EL PASO, Texas - The city of El Paso is growing and changing month by month. Many of those changes have come from annexations on the far east side. And they're also creating some blurred lines for law enforcement.

ABC-7 rode along with El Paso County Sheriff's Office Deputy Manny Marquez recently to see those changes firsthand.
"When they had just built the Lowe's and the Walmart, you'd drive out to where the Peter Piper Pizza is and you'd have the city limits sign," said Dep. Marquez, pointing at the businesses across the street from the Sheriff's Office headquarters in Far East El Paso.

The city limits sign is still standing in the median of Montana Avenue. Now, it serves as a watermark -- an example of how times have changed.

"All this area was nothing but desert," said Marquez, who has been on patrol with EPCSO for 31 years.

"I may be aging myself here," Marquez said as he drove down Zaragoza Road. "This road used to be a little two-lane highway that came off a little highway -- that was Loop 375 -- all the way to Montana. This thing wasn't lit. It was dark. There were huts on the side of the road."

Now -- there's a Pizza Hut. There are also shops and lots of houses. The land once overseen by Sheriff deputies is now patrolled by El Paso police officers. The straight lines of jurisdiction are now more like checkerboards -- with county land sometimes dividing stretches of city land.

Marquez drove ABC-7 to a neighborhood off Zaragoza -- county patrol area surrounded by homes in the city. The backyard wall of the city properties, which range in value from $138,000 to $200,000, overlook the county land. Some of it is undeveloped. But there are also small houses, an abandoned, unfinished house and a plumbing company.

"We have a lot of quads motorcycles going down the street -- the the dirt road," said Luis Rivera-Miura. He has lived in one of the houses that has a city park beyond his front door and county sand dunes beyond the back wall.

Rivera-Miura, who was been living in El Paso since being stationed at Fort Bliss three years ago, admitted he was baffled when he first moved here.

"Where do I pay the taxes to? I was a little confused."

He's not the only one.
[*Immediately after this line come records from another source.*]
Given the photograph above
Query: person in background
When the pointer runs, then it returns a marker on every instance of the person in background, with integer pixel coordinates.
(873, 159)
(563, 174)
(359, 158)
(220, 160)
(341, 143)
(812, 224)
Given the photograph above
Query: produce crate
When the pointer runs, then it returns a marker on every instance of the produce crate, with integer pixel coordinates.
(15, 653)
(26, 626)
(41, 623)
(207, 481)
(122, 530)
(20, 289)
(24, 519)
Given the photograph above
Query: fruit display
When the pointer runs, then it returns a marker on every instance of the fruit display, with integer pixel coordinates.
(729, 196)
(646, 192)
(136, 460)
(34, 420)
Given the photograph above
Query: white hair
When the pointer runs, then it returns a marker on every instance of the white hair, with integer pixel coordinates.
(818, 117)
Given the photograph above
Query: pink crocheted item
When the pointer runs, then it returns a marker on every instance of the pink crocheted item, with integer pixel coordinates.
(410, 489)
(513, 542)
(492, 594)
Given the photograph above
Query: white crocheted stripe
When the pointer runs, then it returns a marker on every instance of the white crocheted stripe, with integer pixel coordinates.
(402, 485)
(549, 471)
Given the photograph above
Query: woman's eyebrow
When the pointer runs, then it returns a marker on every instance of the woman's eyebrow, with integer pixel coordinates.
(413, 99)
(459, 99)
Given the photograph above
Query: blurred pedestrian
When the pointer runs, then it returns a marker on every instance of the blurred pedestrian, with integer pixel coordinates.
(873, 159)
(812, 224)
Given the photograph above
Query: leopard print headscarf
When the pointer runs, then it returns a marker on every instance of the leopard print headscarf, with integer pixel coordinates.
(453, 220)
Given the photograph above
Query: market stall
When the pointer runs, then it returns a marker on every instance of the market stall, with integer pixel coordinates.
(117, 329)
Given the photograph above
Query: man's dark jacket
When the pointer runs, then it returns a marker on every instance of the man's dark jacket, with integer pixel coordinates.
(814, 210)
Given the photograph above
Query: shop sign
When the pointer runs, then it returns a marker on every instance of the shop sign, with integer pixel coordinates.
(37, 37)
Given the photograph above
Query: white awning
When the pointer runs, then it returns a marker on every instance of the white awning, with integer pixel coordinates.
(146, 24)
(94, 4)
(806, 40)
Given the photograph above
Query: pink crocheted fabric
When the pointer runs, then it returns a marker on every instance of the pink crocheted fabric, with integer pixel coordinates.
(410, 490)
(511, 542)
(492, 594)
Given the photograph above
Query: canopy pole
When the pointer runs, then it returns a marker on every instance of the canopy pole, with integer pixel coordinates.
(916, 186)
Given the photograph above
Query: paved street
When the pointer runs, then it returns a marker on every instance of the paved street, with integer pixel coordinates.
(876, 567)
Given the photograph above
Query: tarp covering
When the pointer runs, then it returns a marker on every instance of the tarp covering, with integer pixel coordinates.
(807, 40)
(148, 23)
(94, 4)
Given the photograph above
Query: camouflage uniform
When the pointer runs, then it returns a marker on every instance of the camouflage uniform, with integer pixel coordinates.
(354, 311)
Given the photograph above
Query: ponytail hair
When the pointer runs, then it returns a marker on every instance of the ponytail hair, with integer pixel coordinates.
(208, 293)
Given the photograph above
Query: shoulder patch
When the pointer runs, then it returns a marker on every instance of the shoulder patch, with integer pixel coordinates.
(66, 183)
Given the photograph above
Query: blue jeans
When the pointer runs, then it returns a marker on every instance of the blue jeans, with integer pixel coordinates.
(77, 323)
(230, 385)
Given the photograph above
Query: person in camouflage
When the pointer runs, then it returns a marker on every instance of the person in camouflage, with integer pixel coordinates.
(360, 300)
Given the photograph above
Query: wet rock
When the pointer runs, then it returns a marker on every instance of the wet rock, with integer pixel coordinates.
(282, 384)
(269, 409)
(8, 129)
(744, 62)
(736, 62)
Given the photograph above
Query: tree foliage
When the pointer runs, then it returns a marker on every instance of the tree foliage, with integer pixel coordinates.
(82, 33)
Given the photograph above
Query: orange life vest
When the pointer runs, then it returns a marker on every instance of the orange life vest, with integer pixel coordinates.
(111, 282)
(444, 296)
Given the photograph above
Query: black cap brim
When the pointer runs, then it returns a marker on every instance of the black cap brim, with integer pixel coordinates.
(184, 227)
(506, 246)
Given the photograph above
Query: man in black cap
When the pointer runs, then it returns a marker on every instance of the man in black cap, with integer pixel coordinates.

ABC-7 talked to patrons of a gas station on Zaragoza about the potential confusion.

"I actually don't know what jurisdiction is out here," said Gracie DeSantiago, who just moved to El Paso from California a month ago. "I don't know if it's city, sheriff. I don't know who would be responding should I have to call someone."
"We don't know who we're supposed to call," said Butch Duncan, who's lived on the far east side for a year.

Marquez said that comment was more common when the patrol deputies had to hand-draw their jurisdiction maps.

As recently as three years ago -- Sheriff's units were equipped with an updated GPS and mapping system. Sheriff Office staff constantly updates the electronic maps. The city and the county land is identified by different colors. And all law enforcement dispatchers now work together to determine which department should respond to incoming calls. The systems have eliminated most confusion for law enforcement.

"We both respond. Usually when it's really close they send the city and the county," Marquez added.

Technology has created a more efficient system for constantly changing boundaries.